Il est vrai que Snowden est devenu un personnage plus que fréquentable, y compris dans de vastes segments de la presse-Système, y compris dans les considérations officielles les plus affirmées. Ainsi en est-il, pour ce dernier cas, de la visite officielle et publiquement annoncée qu’une délégation de parlementaires brésiliens de la commission des affaires étrangères du Parlement a prévu de faire à Moscou, pour s’informer auprès de Snowden de l’ampleur du programme US de surveillance et d’espionnage de la NSA au Brésil. Snowden est en passe d’acquérir un statut quasi-officiel de “consultant” stratégique auprès de vastes entités, soit des États, soit des entreprises, etc., qui sont l’objet d’actions intrusives de la part de la NSA, tout en consolidant sa position héroïque de dénonciateur du Système, et certainement le dénonciateur le plus efficace et le plus formidable de toutes les annales. (Daniel Ellsberg, l’homme des Pentagon Papers et grand “ancêtre” de tous les whistleblower, parlant la semaine dernière à l’acteur John Cusack [voir plus loin] : «I've been waiting 40 years for Edward Snowden, and his revelations are the most important in US history, including the Pentagon Papers.»)

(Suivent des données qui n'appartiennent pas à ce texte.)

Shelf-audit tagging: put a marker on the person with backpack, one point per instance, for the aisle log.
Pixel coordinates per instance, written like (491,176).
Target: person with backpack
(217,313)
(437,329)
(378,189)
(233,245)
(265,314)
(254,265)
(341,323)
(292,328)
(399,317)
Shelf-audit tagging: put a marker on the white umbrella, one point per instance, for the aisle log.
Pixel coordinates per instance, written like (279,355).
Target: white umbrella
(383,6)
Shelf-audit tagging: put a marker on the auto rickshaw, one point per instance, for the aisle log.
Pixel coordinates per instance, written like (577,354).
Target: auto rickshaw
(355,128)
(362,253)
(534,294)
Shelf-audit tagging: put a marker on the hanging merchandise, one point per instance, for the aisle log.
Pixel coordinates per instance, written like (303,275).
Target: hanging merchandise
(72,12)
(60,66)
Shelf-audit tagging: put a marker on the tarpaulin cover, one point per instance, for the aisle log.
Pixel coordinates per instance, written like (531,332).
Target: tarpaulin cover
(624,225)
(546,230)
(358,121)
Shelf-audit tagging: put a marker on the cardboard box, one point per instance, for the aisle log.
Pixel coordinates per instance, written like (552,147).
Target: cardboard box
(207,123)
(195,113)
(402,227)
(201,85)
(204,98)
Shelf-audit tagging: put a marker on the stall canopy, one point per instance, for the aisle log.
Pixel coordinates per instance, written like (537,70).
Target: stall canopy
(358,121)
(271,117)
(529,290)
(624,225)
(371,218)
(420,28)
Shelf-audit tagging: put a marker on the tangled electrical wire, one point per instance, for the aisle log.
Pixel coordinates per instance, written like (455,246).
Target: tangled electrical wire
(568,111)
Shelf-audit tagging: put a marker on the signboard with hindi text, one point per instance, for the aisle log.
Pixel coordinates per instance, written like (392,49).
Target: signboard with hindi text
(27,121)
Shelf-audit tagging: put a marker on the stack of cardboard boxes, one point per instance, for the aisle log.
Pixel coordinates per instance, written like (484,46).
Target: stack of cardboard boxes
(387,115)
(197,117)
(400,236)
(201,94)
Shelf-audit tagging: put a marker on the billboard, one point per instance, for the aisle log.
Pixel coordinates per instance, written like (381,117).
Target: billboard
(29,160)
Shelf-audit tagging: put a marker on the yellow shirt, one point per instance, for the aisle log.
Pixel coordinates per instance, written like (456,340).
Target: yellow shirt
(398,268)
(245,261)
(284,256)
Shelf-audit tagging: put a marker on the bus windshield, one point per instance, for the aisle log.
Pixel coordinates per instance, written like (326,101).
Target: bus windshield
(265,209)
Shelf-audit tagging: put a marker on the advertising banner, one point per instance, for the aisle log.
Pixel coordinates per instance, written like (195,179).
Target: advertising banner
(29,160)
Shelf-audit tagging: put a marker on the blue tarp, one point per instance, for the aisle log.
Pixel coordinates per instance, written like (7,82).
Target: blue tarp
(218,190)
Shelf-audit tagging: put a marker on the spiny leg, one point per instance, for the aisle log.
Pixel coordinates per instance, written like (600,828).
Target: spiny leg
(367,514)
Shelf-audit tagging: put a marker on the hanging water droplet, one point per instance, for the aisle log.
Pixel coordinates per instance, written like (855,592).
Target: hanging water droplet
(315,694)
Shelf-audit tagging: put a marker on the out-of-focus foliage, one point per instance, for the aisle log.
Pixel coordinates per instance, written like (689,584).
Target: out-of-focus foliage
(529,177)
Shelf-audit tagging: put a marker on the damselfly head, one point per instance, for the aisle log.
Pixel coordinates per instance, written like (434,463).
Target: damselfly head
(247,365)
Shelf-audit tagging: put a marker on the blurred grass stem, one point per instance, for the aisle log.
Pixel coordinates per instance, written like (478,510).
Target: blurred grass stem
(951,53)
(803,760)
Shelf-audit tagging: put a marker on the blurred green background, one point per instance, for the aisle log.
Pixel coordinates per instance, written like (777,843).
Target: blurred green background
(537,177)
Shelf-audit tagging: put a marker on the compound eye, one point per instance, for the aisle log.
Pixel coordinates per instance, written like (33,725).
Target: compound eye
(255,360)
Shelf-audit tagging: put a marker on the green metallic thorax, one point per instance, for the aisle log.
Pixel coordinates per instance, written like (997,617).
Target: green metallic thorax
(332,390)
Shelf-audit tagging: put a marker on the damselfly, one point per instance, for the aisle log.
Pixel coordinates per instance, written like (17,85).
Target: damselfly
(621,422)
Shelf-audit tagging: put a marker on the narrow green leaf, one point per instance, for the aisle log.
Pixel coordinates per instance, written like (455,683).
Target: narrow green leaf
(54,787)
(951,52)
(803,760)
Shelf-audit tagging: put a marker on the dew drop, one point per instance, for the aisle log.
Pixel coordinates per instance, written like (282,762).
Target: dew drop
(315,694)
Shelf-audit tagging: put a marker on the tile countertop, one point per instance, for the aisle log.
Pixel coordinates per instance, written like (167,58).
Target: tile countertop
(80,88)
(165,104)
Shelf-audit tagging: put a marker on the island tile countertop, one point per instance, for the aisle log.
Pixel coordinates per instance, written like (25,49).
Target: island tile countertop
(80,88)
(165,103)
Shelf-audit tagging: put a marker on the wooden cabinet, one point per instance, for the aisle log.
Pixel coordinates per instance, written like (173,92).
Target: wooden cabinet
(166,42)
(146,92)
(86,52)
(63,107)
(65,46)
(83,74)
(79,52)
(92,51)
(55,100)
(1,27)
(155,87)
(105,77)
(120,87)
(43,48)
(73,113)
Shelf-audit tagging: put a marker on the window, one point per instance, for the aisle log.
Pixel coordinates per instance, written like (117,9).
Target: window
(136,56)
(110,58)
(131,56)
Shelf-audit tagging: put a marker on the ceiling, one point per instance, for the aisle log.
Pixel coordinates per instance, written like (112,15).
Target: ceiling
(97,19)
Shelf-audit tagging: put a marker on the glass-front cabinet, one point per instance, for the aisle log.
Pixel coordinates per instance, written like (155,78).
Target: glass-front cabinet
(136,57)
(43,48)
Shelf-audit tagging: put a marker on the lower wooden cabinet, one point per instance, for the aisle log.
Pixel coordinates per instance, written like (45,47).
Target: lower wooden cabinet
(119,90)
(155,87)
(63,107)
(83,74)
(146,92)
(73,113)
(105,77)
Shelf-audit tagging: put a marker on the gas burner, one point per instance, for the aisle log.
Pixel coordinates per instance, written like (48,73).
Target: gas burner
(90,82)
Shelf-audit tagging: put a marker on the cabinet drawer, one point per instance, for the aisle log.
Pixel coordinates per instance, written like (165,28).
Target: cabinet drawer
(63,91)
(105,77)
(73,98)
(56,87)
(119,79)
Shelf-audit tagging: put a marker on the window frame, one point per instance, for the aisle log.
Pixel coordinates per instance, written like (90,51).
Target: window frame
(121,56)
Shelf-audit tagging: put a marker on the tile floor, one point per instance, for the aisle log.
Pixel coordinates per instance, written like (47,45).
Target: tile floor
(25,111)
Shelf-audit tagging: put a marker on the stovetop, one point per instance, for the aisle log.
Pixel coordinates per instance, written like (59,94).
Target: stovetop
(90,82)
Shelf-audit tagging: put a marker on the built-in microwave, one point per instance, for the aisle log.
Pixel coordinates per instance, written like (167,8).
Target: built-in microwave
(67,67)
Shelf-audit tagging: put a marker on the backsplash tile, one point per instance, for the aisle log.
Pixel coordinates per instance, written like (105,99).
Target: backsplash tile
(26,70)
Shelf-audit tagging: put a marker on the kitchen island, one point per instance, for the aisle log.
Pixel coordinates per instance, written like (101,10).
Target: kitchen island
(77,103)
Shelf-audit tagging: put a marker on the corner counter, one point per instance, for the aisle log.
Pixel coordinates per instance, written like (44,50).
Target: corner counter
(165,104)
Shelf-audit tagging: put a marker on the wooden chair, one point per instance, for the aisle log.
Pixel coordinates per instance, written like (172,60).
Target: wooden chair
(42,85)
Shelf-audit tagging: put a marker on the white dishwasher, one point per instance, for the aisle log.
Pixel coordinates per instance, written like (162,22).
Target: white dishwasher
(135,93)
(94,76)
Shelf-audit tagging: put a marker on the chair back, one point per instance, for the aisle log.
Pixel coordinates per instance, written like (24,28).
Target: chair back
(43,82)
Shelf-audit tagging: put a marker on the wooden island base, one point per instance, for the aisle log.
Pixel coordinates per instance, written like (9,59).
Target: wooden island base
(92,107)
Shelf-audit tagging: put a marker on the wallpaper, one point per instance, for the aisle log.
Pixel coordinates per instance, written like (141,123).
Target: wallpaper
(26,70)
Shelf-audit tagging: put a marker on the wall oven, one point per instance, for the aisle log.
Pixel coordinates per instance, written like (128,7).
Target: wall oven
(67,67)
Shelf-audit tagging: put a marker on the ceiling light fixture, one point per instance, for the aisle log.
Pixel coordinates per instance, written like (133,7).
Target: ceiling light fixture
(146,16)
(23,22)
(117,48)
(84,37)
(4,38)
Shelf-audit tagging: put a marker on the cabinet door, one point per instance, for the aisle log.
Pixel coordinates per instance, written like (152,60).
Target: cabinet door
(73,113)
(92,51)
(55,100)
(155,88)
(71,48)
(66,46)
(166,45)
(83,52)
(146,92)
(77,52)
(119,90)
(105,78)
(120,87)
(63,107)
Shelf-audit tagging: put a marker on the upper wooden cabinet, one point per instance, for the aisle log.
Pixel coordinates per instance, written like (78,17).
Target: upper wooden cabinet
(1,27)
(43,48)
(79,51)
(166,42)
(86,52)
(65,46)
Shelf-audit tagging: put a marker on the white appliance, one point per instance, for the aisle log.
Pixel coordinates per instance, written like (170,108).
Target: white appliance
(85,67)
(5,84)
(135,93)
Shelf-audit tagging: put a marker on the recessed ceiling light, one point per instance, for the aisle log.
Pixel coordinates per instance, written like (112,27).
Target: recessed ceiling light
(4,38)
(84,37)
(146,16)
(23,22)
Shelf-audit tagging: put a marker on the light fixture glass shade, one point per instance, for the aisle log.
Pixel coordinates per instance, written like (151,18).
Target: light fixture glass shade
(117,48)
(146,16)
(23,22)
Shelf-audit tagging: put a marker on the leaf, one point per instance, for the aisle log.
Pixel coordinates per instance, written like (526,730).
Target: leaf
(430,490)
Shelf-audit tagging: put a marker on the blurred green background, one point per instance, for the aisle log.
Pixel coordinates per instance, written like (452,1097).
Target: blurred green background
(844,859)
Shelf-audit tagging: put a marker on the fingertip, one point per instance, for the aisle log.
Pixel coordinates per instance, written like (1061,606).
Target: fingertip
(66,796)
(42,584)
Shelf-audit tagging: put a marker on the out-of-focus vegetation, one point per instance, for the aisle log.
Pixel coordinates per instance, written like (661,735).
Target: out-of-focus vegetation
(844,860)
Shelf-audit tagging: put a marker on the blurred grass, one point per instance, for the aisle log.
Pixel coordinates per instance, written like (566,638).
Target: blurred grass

Par contraste, toujours selon Jenkins, les directions politiques du bloc BAO sont de plus en plus comparées aux pires références, comme Jenkins l’observe, s’en prenant au gouvernement britannique qui est sa cible favorite dans le commentaire cité : «While Washington has been tearing itself apart, dismissive remarks by William Hague in the Commons and Lady Warsi in the Lords could have passed muster in Andropov's supreme soviet...»
• On citait plus haut l’acteur John Cusack, qui signe un commentaire dans The Guardian le 18 septembre 2013, au titre de membre actif de la direction de l’association Freedom Press Foundation (FPF), où il siège à côté de Greenwald et de Poitras. Il s’agit donc d’une intervention politique en faveur de la protection des journalistes qui sont l’objet de harcèlement des autorités officielles. Il n’empêche que Cusack est un acteur confirmé à Hollywood et que sa sortie représente également un signe de la possible implication de Hollywood dans la crise Snowden/NSA et la polémique qui l’accompagne. Son commentaire concerne essentiellement la NSA et Snowden lui-même...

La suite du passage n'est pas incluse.